PCPackrat46573 after weeks of thrashing on this issue, I finally got it to work by creating an internal DNS zone on my DCs for the external URL so my internal and external URLs match. So my Azure AD proxy config has a public CNAME for app.company.com that points to app-company.msapproxy.net then the internal URL for the app proxy is configured for app.company.com. Then internally, I have a DNS zone for app.company.com with a default A-record that points to the internal IP address of the remoteapp server. So if you're on the company network, app.company.com goes directly to the server via the A-record. If you're external, app.company.com goes to the Azure AD proxy then the app proxy calls IIS using the public DNS name internally... if that makes sense.
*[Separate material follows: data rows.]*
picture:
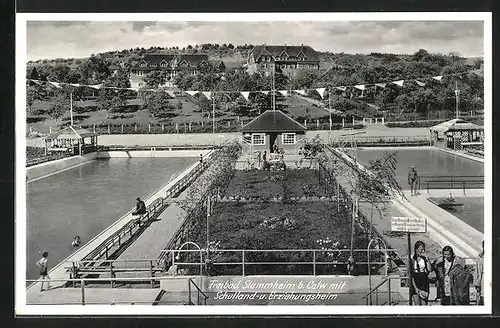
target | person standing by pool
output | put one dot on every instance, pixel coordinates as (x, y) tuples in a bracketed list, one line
[(42, 264), (478, 278), (444, 265), (412, 180), (421, 267)]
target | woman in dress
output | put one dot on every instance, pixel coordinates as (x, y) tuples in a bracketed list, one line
[(421, 267)]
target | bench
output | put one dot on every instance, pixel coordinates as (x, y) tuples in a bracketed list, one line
[(446, 203)]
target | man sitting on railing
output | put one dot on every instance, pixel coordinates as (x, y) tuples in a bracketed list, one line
[(140, 207)]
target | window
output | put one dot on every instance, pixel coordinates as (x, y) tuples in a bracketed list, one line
[(258, 139), (288, 138)]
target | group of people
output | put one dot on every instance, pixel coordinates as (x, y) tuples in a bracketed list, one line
[(453, 280)]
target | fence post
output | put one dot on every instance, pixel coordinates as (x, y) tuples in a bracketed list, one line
[(112, 275), (243, 262), (82, 286), (152, 273), (314, 262)]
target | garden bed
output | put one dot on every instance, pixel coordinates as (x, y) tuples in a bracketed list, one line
[(269, 184)]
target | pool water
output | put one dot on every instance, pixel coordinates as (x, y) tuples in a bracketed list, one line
[(472, 212), (426, 161), (87, 199)]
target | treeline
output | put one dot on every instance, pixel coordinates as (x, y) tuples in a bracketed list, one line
[(344, 70)]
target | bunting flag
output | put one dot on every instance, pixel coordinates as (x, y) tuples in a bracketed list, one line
[(321, 91), (191, 93), (57, 85), (245, 94)]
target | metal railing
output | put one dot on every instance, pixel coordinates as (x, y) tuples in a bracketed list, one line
[(469, 264), (199, 293), (451, 182), (83, 285)]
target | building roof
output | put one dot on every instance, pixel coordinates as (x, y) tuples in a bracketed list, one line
[(293, 51), (71, 132), (273, 121), (156, 59), (456, 125)]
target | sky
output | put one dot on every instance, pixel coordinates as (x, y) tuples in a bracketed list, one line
[(76, 39)]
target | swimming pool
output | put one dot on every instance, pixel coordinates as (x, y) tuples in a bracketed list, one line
[(87, 199), (427, 161), (471, 213)]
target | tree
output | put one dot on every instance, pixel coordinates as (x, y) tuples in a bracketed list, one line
[(60, 104)]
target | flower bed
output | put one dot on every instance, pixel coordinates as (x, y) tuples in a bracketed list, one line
[(269, 184), (273, 226)]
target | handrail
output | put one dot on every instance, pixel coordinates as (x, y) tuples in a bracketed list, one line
[(205, 297)]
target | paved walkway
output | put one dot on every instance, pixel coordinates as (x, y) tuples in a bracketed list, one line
[(64, 296)]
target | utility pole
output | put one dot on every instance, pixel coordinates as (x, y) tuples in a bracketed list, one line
[(71, 106), (330, 104), (213, 112)]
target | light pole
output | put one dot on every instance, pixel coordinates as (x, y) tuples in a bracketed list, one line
[(71, 106), (201, 257), (376, 240)]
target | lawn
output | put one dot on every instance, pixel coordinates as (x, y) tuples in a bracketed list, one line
[(294, 226), (87, 113), (268, 184)]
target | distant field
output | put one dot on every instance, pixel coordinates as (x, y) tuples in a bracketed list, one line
[(87, 113)]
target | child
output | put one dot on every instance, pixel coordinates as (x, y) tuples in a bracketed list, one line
[(42, 264), (76, 242)]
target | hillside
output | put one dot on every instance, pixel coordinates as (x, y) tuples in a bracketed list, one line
[(48, 106)]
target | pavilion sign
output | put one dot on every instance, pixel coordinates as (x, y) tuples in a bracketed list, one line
[(406, 224)]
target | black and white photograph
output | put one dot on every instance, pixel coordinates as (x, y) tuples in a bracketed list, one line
[(211, 164)]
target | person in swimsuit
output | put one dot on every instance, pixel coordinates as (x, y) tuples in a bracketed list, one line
[(412, 180), (42, 264)]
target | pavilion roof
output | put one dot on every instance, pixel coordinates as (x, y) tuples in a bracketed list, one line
[(71, 132)]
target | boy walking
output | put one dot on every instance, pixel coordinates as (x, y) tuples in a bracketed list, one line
[(42, 264)]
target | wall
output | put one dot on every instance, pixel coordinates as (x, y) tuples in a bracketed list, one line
[(48, 168)]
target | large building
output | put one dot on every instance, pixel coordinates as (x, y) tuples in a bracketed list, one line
[(288, 59), (173, 64)]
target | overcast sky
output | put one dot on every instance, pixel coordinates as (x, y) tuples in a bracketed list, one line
[(62, 39)]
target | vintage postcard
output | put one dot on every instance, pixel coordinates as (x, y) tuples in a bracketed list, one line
[(187, 164)]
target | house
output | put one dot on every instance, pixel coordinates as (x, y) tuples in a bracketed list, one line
[(273, 127), (288, 59), (457, 134), (173, 64)]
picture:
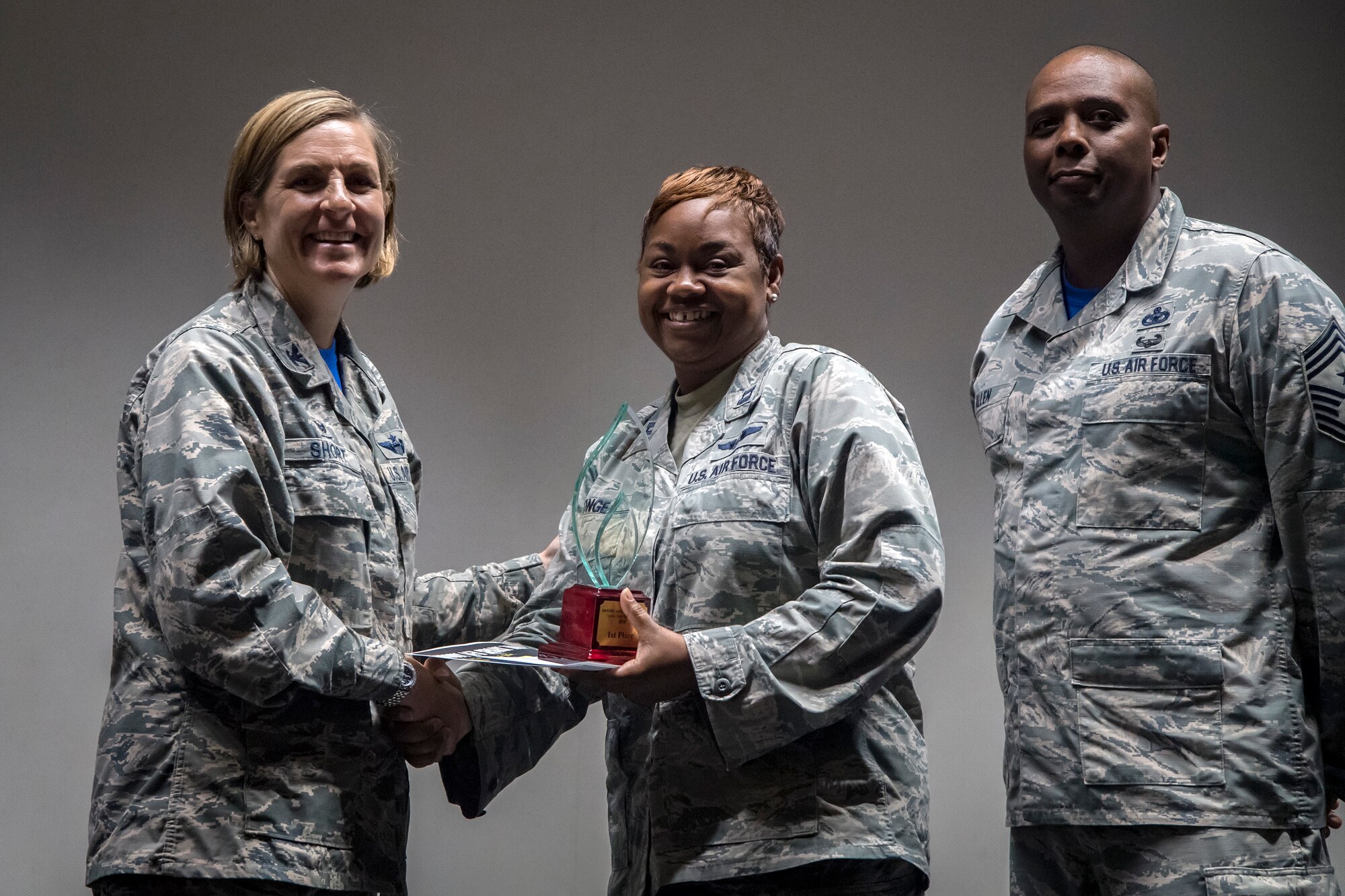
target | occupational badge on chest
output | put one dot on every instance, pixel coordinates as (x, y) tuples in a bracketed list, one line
[(1152, 330), (1325, 365)]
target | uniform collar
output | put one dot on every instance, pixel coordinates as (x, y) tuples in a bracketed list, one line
[(1040, 300), (744, 391), (738, 401), (293, 345)]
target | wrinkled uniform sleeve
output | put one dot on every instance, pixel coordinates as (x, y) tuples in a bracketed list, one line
[(219, 524), (880, 565), (517, 712), (473, 604), (1288, 374)]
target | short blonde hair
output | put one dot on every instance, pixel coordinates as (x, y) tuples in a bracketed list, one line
[(730, 188), (254, 163)]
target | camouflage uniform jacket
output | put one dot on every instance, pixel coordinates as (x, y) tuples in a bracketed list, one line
[(798, 552), (264, 598), (1169, 536)]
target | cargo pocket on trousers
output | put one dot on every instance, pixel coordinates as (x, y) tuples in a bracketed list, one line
[(1319, 880), (1151, 709), (1143, 462)]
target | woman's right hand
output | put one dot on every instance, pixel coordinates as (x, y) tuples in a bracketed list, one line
[(434, 717)]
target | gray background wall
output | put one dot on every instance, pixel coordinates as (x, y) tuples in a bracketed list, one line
[(532, 140)]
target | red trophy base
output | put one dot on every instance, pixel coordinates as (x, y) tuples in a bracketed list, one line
[(594, 626)]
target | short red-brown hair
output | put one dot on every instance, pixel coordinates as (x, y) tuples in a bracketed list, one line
[(730, 188)]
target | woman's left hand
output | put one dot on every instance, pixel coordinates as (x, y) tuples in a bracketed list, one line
[(662, 666)]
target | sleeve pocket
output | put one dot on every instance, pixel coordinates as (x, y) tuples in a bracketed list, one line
[(1151, 709)]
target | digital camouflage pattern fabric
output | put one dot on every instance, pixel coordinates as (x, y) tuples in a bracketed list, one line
[(1169, 537), (1164, 860), (798, 552), (266, 595)]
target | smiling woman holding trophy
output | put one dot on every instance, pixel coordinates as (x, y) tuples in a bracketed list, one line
[(766, 735)]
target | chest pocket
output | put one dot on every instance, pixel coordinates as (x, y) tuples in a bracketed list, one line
[(1143, 462), (330, 548), (727, 546), (991, 404)]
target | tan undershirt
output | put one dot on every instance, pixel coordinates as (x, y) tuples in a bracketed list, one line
[(695, 407)]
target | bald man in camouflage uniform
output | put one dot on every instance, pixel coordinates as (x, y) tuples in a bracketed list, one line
[(1169, 470), (266, 596)]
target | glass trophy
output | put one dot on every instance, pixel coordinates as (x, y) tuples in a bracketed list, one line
[(610, 514)]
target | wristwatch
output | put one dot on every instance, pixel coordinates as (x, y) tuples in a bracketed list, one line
[(404, 686)]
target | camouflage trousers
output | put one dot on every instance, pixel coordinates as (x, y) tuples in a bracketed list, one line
[(162, 885), (1159, 860)]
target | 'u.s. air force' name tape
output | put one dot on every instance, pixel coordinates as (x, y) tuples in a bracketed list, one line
[(397, 473), (1168, 365)]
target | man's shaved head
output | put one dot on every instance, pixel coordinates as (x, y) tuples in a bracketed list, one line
[(1093, 149), (1147, 92)]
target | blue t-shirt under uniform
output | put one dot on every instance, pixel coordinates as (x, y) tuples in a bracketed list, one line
[(330, 357), (1075, 298)]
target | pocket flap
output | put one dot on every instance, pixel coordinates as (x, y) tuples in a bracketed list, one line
[(1151, 663), (329, 489), (1270, 881)]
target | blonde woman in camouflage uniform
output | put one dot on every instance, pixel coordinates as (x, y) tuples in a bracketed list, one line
[(267, 588), (767, 737), (1161, 407)]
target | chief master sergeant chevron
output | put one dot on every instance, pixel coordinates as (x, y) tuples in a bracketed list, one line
[(1161, 408)]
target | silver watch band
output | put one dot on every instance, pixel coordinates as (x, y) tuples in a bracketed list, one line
[(404, 686)]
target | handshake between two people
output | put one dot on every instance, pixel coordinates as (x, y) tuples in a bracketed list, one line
[(431, 721), (432, 717)]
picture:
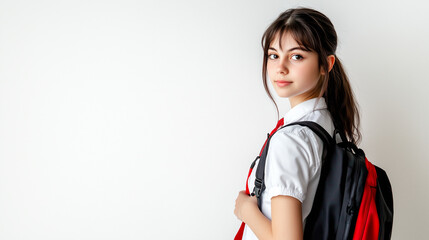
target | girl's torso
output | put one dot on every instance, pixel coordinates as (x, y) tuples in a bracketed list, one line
[(293, 160)]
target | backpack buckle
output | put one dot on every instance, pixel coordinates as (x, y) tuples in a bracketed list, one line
[(257, 189)]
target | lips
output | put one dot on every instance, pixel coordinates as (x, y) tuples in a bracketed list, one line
[(281, 83)]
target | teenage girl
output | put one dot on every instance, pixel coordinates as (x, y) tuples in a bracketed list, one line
[(300, 60)]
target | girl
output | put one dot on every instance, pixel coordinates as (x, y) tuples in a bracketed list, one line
[(300, 60)]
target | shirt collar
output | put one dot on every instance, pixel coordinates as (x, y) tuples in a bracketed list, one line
[(303, 108)]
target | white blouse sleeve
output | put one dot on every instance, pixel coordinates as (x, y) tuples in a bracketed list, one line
[(291, 163)]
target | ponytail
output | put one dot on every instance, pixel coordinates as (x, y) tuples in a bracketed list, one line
[(341, 103)]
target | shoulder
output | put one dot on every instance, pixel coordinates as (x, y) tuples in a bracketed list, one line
[(296, 143)]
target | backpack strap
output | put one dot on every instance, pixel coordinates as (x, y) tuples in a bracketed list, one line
[(327, 139)]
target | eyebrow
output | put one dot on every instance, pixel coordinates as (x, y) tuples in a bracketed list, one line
[(294, 48)]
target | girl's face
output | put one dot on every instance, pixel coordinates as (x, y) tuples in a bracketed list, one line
[(292, 70)]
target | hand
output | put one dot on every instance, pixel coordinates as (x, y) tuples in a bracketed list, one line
[(243, 204)]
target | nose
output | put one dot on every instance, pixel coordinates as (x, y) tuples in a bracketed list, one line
[(281, 67)]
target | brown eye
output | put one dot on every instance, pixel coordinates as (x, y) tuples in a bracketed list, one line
[(299, 57), (269, 56)]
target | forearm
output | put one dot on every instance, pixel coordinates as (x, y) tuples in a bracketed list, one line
[(259, 224)]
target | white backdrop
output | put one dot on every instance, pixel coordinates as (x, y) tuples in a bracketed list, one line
[(139, 119)]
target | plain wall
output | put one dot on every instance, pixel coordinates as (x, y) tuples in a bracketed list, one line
[(139, 119)]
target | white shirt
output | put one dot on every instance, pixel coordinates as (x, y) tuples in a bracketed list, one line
[(293, 160)]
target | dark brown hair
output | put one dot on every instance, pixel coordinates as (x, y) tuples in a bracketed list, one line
[(312, 30)]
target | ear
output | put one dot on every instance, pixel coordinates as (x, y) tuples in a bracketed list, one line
[(331, 62)]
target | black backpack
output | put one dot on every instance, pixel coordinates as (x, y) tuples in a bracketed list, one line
[(340, 190)]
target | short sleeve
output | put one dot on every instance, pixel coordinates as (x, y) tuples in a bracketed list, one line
[(290, 164)]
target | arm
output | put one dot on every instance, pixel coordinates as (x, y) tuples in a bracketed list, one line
[(286, 216)]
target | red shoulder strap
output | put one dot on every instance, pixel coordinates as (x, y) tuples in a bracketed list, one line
[(367, 223), (239, 234)]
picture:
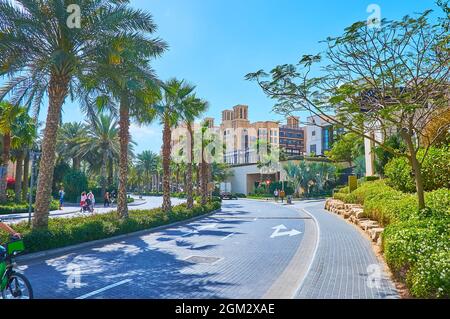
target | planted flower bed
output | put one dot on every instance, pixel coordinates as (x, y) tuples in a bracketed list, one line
[(416, 244)]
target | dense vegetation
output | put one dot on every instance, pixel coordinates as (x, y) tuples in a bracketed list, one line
[(70, 231), (416, 243)]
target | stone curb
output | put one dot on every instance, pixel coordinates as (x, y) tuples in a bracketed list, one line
[(67, 249)]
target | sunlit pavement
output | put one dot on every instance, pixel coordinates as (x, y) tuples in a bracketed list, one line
[(250, 250)]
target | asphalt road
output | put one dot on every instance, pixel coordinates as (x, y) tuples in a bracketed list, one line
[(250, 249)]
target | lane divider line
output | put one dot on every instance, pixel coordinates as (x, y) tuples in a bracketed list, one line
[(96, 292)]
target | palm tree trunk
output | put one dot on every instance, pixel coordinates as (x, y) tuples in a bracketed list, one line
[(197, 175), (5, 158), (204, 180), (103, 173), (124, 137), (177, 179), (110, 172), (57, 93), (166, 166), (26, 171), (19, 170)]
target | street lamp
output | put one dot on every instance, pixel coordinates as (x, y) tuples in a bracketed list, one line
[(34, 155)]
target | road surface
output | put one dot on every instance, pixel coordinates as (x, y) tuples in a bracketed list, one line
[(250, 249)]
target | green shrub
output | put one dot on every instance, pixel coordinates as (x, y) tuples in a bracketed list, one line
[(371, 178), (19, 208), (435, 171), (430, 277), (405, 243), (75, 182), (439, 202), (63, 232)]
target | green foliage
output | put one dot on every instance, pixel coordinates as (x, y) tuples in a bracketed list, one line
[(416, 243), (70, 231), (435, 171), (74, 182), (399, 172), (418, 252), (430, 277), (382, 157)]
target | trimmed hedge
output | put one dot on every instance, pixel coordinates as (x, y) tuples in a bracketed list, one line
[(64, 232), (435, 171)]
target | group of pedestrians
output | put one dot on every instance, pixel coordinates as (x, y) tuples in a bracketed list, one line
[(87, 200), (108, 198), (279, 194)]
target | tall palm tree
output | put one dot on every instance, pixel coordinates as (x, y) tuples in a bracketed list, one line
[(44, 55), (168, 109), (71, 136), (24, 132), (11, 117), (148, 162), (193, 108), (124, 82)]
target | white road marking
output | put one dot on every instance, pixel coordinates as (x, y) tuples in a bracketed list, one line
[(96, 292), (226, 237)]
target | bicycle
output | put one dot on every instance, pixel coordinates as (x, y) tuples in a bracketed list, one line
[(13, 285)]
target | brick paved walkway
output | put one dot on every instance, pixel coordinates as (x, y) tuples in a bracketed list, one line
[(344, 263)]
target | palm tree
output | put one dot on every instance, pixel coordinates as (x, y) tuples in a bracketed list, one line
[(44, 55), (168, 109), (24, 132), (102, 142), (147, 161), (71, 136), (193, 108), (124, 82), (11, 117)]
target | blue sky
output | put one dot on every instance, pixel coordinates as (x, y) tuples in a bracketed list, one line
[(214, 43)]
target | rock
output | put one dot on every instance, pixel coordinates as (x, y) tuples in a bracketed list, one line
[(375, 233), (359, 214)]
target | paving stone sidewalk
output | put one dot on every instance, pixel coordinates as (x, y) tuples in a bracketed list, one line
[(345, 266)]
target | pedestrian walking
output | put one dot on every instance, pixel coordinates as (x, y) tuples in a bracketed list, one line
[(61, 198), (282, 195)]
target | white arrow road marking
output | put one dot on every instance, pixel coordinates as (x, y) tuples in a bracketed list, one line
[(96, 292), (278, 232)]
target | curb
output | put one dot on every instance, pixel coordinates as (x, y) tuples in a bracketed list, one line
[(6, 217), (72, 248)]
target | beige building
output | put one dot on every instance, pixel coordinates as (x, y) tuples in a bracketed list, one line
[(240, 136)]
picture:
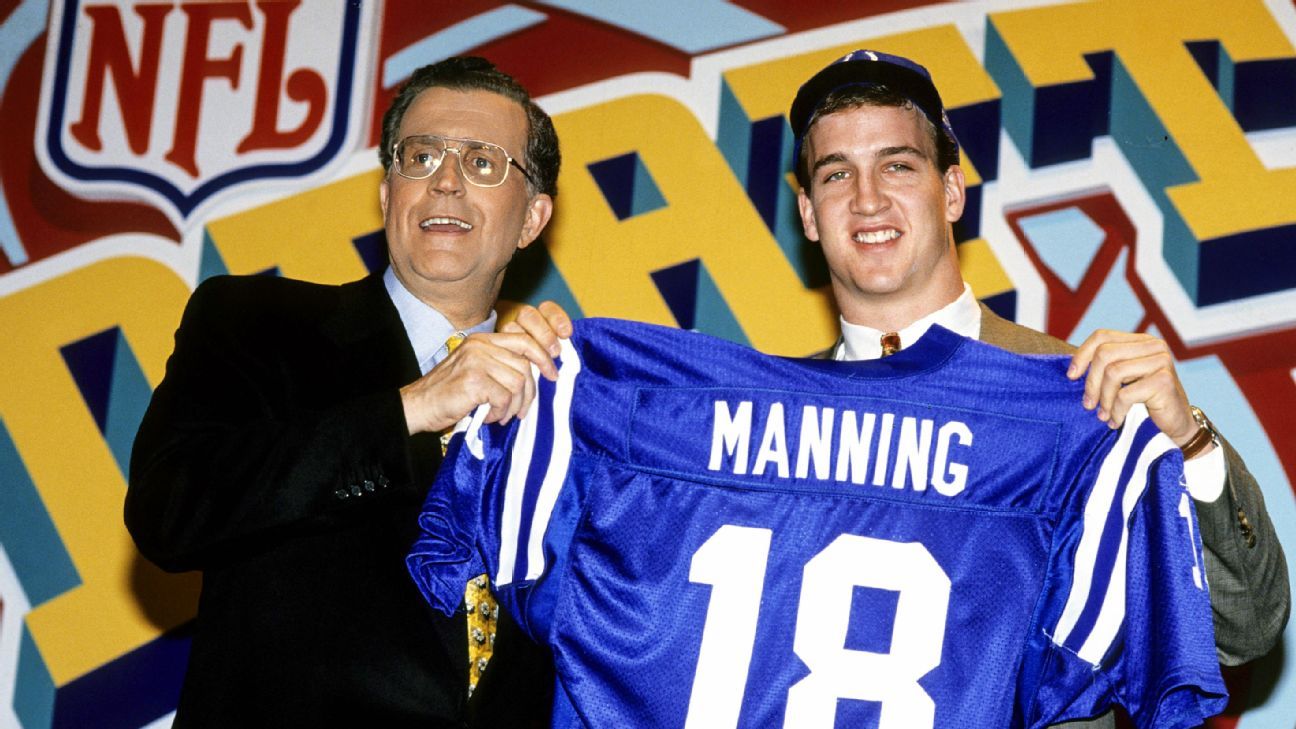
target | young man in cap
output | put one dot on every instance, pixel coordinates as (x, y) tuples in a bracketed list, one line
[(880, 188)]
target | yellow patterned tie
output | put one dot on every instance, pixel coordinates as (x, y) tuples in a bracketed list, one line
[(891, 344), (481, 606)]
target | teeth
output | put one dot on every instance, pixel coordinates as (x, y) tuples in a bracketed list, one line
[(876, 236), (429, 222)]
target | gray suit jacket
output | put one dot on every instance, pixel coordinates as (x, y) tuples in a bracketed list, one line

I believe root cause for all this was a certificate mismatch. I was testing different scenarios and found that when I had the wrong certificates installed, I'd get the same websockets 1006 error. So on a whim, I tried creating that internal DNS zone and it worked immediately. Some of the documentation says you *should* have matching internal/external DNS names but not that you *must*. So that was wrong. Maybe you only need matching internal/external names when websockets are in play. Such a huge weight off my shoulders to have this working. Hope others will find this when they run into the same.